En outre, sur le plan national ou international des actes d’intolérance sont notés quotidiennement. Les atteintes à la vie et aux biens au nom de la foi sont observées ça et là. Des exemples pullulent : l’actualité des conflits interreligieux au Nigéria, des attentats attribués à AQMI, la situation en Centrafrique, etc. Beaucoup de clichés et stéréotypes ne favorisent pas la construction d’une société de tolérance et de paix dans plusieurs communautés locales. Un constat est qu’au lieu d’être des opportunités d’enrichissement personnel, le plus souvent les différences sont des justifications de conflits et de guerres fratricides.

C’est fort de ce constat que l’expérience de « vivre ensemble » de l’Union Fraternelle des Croyants doit être porté au monde pour qu’il se convint que la différence religieuse, ethnique, culturelle ne doit nullement être mal utilisée pour des intérêts égoïstes.
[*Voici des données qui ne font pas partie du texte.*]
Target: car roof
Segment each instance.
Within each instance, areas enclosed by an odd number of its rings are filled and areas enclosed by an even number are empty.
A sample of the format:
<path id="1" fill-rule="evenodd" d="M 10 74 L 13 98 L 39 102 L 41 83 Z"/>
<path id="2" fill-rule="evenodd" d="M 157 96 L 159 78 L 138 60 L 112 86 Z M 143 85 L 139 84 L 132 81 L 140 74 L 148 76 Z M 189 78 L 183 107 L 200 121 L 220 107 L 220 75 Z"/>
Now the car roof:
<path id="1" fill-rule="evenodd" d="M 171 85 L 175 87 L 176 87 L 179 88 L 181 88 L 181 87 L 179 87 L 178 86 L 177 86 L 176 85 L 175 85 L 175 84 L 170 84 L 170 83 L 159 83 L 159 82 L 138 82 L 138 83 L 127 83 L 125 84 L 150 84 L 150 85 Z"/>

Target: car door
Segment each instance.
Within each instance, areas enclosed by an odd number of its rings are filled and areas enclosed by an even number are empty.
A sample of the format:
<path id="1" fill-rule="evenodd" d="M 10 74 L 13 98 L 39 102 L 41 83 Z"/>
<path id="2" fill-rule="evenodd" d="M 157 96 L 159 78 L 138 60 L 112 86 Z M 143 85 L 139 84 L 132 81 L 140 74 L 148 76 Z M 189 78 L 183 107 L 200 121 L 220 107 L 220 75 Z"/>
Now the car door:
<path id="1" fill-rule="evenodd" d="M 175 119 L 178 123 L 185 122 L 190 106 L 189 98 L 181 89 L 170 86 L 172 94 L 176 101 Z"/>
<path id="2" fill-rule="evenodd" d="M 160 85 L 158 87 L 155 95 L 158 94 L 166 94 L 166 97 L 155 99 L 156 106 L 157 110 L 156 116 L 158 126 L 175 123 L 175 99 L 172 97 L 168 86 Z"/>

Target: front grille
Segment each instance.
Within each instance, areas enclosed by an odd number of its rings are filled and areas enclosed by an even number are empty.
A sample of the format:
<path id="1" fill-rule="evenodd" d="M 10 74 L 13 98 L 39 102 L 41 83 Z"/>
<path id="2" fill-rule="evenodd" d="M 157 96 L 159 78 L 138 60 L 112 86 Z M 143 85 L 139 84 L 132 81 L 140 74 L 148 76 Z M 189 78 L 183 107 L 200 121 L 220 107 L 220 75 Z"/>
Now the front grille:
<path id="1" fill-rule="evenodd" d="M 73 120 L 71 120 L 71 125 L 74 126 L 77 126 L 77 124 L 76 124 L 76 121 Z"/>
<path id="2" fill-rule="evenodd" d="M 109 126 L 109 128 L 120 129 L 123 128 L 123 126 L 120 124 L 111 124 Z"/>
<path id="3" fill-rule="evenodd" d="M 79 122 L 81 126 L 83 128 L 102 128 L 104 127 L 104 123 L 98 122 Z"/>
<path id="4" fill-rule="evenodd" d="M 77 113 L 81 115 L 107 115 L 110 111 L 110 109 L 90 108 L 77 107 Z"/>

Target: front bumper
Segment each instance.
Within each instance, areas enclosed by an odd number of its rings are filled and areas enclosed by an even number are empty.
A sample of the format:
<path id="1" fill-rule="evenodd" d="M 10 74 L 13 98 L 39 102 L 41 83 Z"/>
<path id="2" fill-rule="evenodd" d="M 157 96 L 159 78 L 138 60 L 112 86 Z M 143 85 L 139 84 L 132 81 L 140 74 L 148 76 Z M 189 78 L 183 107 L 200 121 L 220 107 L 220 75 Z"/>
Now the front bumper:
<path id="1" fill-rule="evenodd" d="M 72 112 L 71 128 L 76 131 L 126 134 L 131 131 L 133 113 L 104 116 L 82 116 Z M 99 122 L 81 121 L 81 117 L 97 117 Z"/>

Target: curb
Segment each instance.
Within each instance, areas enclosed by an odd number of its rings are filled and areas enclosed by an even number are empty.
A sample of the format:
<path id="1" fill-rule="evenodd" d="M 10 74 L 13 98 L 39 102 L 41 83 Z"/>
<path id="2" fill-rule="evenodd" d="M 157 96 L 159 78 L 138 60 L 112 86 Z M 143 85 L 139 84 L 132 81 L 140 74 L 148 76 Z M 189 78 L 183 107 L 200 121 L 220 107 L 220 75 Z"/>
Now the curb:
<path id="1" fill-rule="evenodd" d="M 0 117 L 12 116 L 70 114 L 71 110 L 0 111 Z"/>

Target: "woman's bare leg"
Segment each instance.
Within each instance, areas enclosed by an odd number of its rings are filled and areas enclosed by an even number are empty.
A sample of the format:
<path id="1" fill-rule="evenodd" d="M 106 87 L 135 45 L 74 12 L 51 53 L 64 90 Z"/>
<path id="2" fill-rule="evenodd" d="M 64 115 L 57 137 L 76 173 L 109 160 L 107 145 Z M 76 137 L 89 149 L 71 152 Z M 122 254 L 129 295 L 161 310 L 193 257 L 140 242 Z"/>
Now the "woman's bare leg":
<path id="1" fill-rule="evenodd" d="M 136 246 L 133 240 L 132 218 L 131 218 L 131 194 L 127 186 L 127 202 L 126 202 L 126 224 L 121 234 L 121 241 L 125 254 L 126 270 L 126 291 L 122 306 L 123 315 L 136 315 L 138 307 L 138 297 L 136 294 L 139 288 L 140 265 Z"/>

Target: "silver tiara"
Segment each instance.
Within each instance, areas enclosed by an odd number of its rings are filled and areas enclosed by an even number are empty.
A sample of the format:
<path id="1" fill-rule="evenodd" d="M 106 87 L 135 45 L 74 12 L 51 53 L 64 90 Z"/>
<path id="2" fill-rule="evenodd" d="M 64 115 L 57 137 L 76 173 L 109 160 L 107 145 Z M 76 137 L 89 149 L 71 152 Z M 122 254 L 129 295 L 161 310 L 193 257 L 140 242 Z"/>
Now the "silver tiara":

Grâce au dialogue, nous pouvons profiter de ces différences pour nous compléter et ainsi nous enrichir mutuellement.

L’Union Fraternelle des Croyants est un exemple vivant de dialogue interreligieux entre la communauté musulmane et la communauté catholique dans le Sahel du Burkina Faso. Depuis 1969, ces deux communautés se sont associées pour offrir à leurs membres respectifs et à tous les habitants du Sahel des conditions de travail et de vivre ensemble meilleures. Des acquis existent et demandent à être montrés au public pour témoigner à tous que le respect et le dialogue interreligieux et interculturel ne sont pas des vains mots et peuvent être vécus véritablement et sans hypocrisie aucune. En effet, en dépit du fait qu’au Sahel, les musulmans sont majoritaires (environ 96% contre 1% de chrétiens selon le recensement de 2006), l’UFC a contribué à instaurer un réel climat d’acceptation et de respect mutuels, indispensables pour une culture de paix.

Le dialogue est le fondement essentiel de la paix et de la compréhension entre les peuples et les nations. C’est une des convictions de l’Union Fraternelle des Croyants. C’est dans le sens de promouvoir cette culture de paix que l’Union a créé un Centre pour la paix, encore appelé « DUDAL JAM » (bûcher ou école de la paix en langue peulh). « Les guerres prenant naissance dans l’esprit des hommes, c’est dans l’esprit des hommes que doivent être élevées les défenses de la paix … » (Acte constitutif de l’UNESCO, 1945). 
Ce centre se veut un moyen que l’UFC se donne pour contribuer à la promotion d’une culture de paix dans notre monde tiraillé par des conflits de toutes sortes.